Related: Icicles + Ice Dams on Gutters: Causes, Prevention, Removal
How to keep buried downspouts from freezing
Assuming your downspouts are not buried below the frost line, what options do you have?
- Install self-regulated heating cable or heat tapes. The self-regulated heating cables adjust temperature as needed but it is an expensive option. Run a heating tape through the downspout all the way through the underground downspout. You can draw it in and through with a fish tape (Amazon link)
- Make sure the heating cable/tape is MADE to be run inside the pipe. If you’re looking for some serious pipe heating elements, check out Heatline.
- The pitch of the buried downspout has to be at least .25 inches drop in elevation per foot of underground pipe to ensure adequate water flow and should divert water 10 feet away from your house
- Before cold weather hits, clear gutters and downspouts of debris. Keep downspouts free of debris and leaves. This means when it’s the fall you keep leaves out of your gutters and make sure the path from the gutters on your roof all the way down through your buried downspouts is clear. If water is freely flowing and isn’t blocked by any debris there is less of a chance of water getting trapped and becoming ice
- Insulate pipes with underground insulation
- Implement perforated and knife-cut draining pipes. You can find an excellent supplier for a fresh install of a buried downspout that will limit freezing at the French Drain Man
How to fix a frozen underground downspout
Okay, say it’s too late, your buried downspout pipe has frozen and it’s too late to implement any of the measures above. Here are your options:
- Run warm water UP from the bottom. Insert a hose at the bottom of the runoff and run water up to the ice by pushing the hose up as far as it will go. This will melt the ice from the bottom up and will keep the water from backing up into your house. Because if you start pouring hot water DOWN the pipes it will back up as the hot water works to melt the ice.

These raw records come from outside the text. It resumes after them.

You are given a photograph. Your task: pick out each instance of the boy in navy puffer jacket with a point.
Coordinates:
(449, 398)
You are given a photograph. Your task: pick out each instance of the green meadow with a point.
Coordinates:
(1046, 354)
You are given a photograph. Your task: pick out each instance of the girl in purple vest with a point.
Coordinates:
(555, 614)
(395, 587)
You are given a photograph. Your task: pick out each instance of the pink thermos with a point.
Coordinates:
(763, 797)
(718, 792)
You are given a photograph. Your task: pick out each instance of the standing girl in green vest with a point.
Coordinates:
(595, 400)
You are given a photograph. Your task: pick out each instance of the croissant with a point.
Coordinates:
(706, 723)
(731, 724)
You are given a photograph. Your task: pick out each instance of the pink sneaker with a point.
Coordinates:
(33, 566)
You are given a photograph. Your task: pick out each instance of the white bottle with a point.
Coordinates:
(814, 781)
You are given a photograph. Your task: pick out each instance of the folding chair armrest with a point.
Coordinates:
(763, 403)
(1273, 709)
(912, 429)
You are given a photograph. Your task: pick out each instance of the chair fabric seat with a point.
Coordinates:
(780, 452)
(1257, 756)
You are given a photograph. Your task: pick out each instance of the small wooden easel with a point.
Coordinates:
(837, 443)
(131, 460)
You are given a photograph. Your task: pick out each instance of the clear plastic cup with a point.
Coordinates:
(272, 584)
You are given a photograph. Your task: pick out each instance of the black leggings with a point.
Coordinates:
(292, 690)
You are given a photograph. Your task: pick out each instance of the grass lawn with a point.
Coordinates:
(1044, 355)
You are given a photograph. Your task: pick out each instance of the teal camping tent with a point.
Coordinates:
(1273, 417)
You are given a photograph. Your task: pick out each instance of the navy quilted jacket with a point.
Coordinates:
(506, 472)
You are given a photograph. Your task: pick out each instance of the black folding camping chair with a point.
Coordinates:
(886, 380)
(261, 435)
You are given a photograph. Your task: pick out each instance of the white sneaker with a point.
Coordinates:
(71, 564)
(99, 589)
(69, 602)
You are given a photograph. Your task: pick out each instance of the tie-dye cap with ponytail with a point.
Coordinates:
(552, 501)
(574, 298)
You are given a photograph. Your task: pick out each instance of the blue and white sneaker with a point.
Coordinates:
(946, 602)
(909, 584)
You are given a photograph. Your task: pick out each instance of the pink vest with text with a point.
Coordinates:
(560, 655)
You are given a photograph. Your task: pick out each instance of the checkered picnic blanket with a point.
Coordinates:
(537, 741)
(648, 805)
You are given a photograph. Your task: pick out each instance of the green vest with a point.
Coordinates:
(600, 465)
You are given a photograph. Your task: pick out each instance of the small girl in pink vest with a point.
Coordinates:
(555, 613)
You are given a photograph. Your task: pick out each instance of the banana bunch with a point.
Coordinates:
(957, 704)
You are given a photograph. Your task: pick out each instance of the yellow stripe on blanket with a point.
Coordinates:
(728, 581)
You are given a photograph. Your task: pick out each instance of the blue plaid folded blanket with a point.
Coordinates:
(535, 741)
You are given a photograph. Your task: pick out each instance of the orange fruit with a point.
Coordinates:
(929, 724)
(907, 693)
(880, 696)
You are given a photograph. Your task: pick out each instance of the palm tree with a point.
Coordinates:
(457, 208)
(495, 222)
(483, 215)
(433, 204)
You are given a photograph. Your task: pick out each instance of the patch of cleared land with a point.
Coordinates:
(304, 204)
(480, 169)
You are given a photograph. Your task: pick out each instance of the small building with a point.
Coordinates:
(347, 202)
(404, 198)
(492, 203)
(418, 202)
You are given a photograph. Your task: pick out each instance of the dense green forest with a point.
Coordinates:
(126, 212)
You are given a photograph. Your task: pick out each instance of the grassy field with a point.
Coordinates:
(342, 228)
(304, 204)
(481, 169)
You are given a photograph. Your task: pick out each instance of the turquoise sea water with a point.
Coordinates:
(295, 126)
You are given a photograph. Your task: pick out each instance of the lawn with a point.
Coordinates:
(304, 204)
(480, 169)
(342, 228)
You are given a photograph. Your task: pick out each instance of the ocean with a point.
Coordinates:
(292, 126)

- Pour hot water down the downspout to gradually melt the ice. This can work if the ice blockage isn’t too thick and if you aren’t able to run hot water up from the bottom as suggested above.
- Disconnect the downspout to the underground downspout portion – to stop the water from continuing to melt, getting stuck, and backing up into your house or foundation due to a blocked underground pipe. You’ll want to divert the water away from your house so you could get some temporary PVC or corrugated piping to divert it far enough away from your foundation.
- Along these lines you should also have a gap or vent between the downspout and the underground pipe in order to allow water to flow out even if the underground pipe is frozen. Either something like this debris strainer (Amazon) or this clean out assembly combo (French Drain Man)
And this creative fellow threw everything at it and it took him all day! Hot water, hose in the underground pipe, and his wife’s hairdryer:
How bad is it to have frozen buried downspouts?
The primary issue is that when ice fills up and backs up gutters leading to flooding or seepage in your house and basement particularly as the snow and ice start to melt on sunny days.
If the ice gets too heavy, it could also damage gutter and downspouts.